You can see that the property '@foo' only exists in one case. This is a dynamic property.


So first of all declare the event type. For some reason, without defining @foo earlier, you will get an error (this only seems to happen at the top level with properties that require escaping):


order_event_type = { 
  "itemName" => "string",
  "price" => "double",
  "@foo" => {}, 
}
ep_config.addEventType("OrderEvent", order_event_type)

The select statement to grab @foo.bar whenever it exists would be:


select `@foo`.bar? from OrderEvent


This then returns:


{"@foo.bar?"=>"baz"}
{"@foo.bar?"=>nil}
{"@foo.bar?"=>nil}

As you can see, it returns only a match once.

Returning original and new data

Sometimes you want to preserve the original data as well as add new properties.
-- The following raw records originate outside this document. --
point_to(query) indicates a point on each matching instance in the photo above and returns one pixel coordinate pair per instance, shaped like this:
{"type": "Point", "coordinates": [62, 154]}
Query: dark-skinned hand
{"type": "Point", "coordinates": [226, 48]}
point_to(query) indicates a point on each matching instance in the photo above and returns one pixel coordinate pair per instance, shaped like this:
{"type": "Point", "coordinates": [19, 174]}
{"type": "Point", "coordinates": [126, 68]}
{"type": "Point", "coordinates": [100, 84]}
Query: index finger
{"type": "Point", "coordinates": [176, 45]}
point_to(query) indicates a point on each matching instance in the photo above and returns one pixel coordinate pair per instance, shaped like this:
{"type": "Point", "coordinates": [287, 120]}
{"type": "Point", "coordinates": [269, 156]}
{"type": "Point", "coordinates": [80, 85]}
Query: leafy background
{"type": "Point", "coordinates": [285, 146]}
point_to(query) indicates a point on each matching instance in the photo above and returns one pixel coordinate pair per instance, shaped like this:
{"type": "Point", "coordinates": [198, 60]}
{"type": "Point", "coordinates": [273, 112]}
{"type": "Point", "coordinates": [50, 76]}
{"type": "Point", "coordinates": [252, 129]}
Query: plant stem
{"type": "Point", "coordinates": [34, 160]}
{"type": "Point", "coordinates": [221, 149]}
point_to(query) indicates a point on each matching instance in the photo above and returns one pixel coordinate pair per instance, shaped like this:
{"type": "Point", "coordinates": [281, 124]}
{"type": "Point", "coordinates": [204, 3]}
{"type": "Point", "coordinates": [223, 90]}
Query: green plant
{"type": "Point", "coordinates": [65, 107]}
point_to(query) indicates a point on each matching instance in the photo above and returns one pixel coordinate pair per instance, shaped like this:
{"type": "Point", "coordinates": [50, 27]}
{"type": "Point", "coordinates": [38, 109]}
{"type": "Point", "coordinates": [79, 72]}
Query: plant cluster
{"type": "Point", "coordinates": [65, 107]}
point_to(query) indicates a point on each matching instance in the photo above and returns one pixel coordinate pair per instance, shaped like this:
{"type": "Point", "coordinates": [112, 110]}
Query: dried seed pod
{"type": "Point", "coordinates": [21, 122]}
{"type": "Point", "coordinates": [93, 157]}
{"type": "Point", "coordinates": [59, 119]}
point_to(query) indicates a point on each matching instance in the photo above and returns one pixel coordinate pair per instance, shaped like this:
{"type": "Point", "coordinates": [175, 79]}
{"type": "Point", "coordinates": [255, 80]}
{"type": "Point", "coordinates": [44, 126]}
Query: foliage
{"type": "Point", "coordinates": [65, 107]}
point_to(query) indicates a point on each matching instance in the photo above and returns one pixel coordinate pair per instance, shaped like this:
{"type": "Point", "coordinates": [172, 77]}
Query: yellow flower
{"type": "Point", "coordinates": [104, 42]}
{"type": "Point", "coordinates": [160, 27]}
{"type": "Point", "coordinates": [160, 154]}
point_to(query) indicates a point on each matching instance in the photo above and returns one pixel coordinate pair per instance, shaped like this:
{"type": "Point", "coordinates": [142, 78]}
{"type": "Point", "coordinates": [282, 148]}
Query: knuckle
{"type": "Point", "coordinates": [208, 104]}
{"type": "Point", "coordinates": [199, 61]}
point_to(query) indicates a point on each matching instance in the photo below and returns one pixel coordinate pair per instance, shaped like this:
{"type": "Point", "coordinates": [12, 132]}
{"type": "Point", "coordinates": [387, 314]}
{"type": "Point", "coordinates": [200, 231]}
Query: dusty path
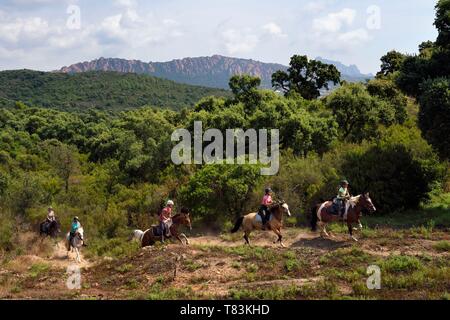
{"type": "Point", "coordinates": [221, 266]}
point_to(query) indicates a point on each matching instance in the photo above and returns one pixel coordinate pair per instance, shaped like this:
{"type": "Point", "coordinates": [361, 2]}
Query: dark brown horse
{"type": "Point", "coordinates": [149, 238]}
{"type": "Point", "coordinates": [321, 214]}
{"type": "Point", "coordinates": [50, 228]}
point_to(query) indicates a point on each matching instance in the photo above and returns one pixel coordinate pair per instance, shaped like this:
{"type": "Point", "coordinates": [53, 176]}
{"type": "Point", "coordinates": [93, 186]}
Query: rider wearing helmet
{"type": "Point", "coordinates": [165, 219]}
{"type": "Point", "coordinates": [74, 228]}
{"type": "Point", "coordinates": [264, 211]}
{"type": "Point", "coordinates": [50, 215]}
{"type": "Point", "coordinates": [342, 197]}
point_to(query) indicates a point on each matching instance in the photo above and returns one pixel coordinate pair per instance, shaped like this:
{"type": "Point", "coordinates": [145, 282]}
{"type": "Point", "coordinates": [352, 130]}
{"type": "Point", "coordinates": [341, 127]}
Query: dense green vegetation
{"type": "Point", "coordinates": [103, 90]}
{"type": "Point", "coordinates": [114, 169]}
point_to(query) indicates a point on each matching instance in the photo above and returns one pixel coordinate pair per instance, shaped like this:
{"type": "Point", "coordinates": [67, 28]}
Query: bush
{"type": "Point", "coordinates": [396, 173]}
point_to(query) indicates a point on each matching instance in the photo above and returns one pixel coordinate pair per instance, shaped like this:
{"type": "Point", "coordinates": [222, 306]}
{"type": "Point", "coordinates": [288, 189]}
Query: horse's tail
{"type": "Point", "coordinates": [314, 218]}
{"type": "Point", "coordinates": [237, 225]}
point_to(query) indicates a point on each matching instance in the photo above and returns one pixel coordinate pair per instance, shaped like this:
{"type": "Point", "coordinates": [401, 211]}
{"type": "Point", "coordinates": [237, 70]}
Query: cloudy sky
{"type": "Point", "coordinates": [49, 34]}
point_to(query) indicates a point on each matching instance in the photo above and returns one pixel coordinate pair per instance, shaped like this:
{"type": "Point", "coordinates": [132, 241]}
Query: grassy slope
{"type": "Point", "coordinates": [107, 90]}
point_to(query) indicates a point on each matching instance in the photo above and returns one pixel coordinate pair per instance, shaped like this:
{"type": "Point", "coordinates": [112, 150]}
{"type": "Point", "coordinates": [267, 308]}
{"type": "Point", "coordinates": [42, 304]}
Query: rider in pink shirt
{"type": "Point", "coordinates": [165, 219]}
{"type": "Point", "coordinates": [264, 210]}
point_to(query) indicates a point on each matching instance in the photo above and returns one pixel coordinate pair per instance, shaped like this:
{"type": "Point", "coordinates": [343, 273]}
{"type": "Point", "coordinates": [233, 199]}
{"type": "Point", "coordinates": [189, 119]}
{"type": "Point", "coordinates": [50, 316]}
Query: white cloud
{"type": "Point", "coordinates": [239, 41]}
{"type": "Point", "coordinates": [333, 22]}
{"type": "Point", "coordinates": [22, 31]}
{"type": "Point", "coordinates": [125, 3]}
{"type": "Point", "coordinates": [120, 34]}
{"type": "Point", "coordinates": [274, 29]}
{"type": "Point", "coordinates": [354, 36]}
{"type": "Point", "coordinates": [334, 32]}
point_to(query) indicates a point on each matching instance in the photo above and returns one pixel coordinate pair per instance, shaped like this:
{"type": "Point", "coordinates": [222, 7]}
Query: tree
{"type": "Point", "coordinates": [434, 115]}
{"type": "Point", "coordinates": [217, 192]}
{"type": "Point", "coordinates": [391, 62]}
{"type": "Point", "coordinates": [358, 113]}
{"type": "Point", "coordinates": [442, 23]}
{"type": "Point", "coordinates": [306, 77]}
{"type": "Point", "coordinates": [64, 159]}
{"type": "Point", "coordinates": [388, 91]}
{"type": "Point", "coordinates": [245, 90]}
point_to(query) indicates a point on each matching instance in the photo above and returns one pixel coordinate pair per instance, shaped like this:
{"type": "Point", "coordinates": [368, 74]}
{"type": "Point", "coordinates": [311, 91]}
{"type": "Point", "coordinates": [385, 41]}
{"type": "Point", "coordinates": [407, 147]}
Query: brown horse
{"type": "Point", "coordinates": [321, 213]}
{"type": "Point", "coordinates": [253, 221]}
{"type": "Point", "coordinates": [149, 238]}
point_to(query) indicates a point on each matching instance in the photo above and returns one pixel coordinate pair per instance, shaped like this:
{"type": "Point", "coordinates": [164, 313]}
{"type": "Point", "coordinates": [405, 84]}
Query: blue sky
{"type": "Point", "coordinates": [45, 35]}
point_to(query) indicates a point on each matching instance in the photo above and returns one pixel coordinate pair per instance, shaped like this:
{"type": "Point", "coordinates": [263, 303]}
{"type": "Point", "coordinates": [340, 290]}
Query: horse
{"type": "Point", "coordinates": [137, 235]}
{"type": "Point", "coordinates": [150, 236]}
{"type": "Point", "coordinates": [50, 228]}
{"type": "Point", "coordinates": [76, 243]}
{"type": "Point", "coordinates": [253, 221]}
{"type": "Point", "coordinates": [321, 215]}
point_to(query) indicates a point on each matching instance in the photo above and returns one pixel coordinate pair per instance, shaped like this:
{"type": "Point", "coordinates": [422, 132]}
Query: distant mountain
{"type": "Point", "coordinates": [96, 89]}
{"type": "Point", "coordinates": [214, 71]}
Lets say you have the following set of data:

{"id" => 4, "itemName"=>"test", "price"=>100}
{"id" => 5, "itemName"=>"test", "price"=>100}
{"id" => 6, "itemName"=>"test", "price"=>300}
{"id" => 7, "itemName"=>"test", "price"=>300}
{"id" => 8, "itemName"=>"foo", "price"=>300}
{"id" => 9, "itemName"=>"test", "price"=>500}

And you want to provide a brand new property called 'doublePrice'. You normally would select the information this way:

select price * 2 as doublePrice from OrderEvent


Which produces the following output:



{"doublePrice"=>200}
{"doublePrice"=>200}
{"doublePrice"=>600}
{"doublePrice"=>600}
{"doublePrice"=>600}
{"doublePrice"=>1000}

Now if instead you want to return the original and new properties, the SQL query can be modified as such:

select *, price * 2 as doublePrice from OrderEvent

The problem however, is that your UpdateListener class now receives a new class type:

com.espertech.esper.event.WrapperEventBean

This wrapper contains separate underlying returned events for the origin and new properties. So using a small change to my handler code, I merge this whenever it occurs:

if event.class == com.espertech.esper.event.WrapperEventBean then
  c = event.getUnderlying.first.merge(event.getUnderlying.second) 
  puts c.inspect
else
  puts event.getUnderlying.inspect
end

Now I get combined output:

{"id"=>4, "itemName"=>"test", "price"=>100, "doublePrice"=>200}
{"id"=>5, "itemName"=>"test", "price"=>100, "doublePrice"=>200}
{"id"=>6, "itemName"=>"test", "price"=>300, "doublePrice"=>600}
{"id"=>7, "itemName"=>"test", "price"=>300, "doublePrice"=>600}
{"id"=>8, "itemName"=>"foo", "price"=>300, "doublePrice"=>600}
{"id"=>9, "itemName"=>"test", "price"=>500, "doublePrice"=>1000}

Now this won't work for nested data as Ruby's Hash merge will only work on the shallow level and override keys on the left hand side of the merge operator. If you want to merge structured data, you will need a far more intelligent way of merging data in that case.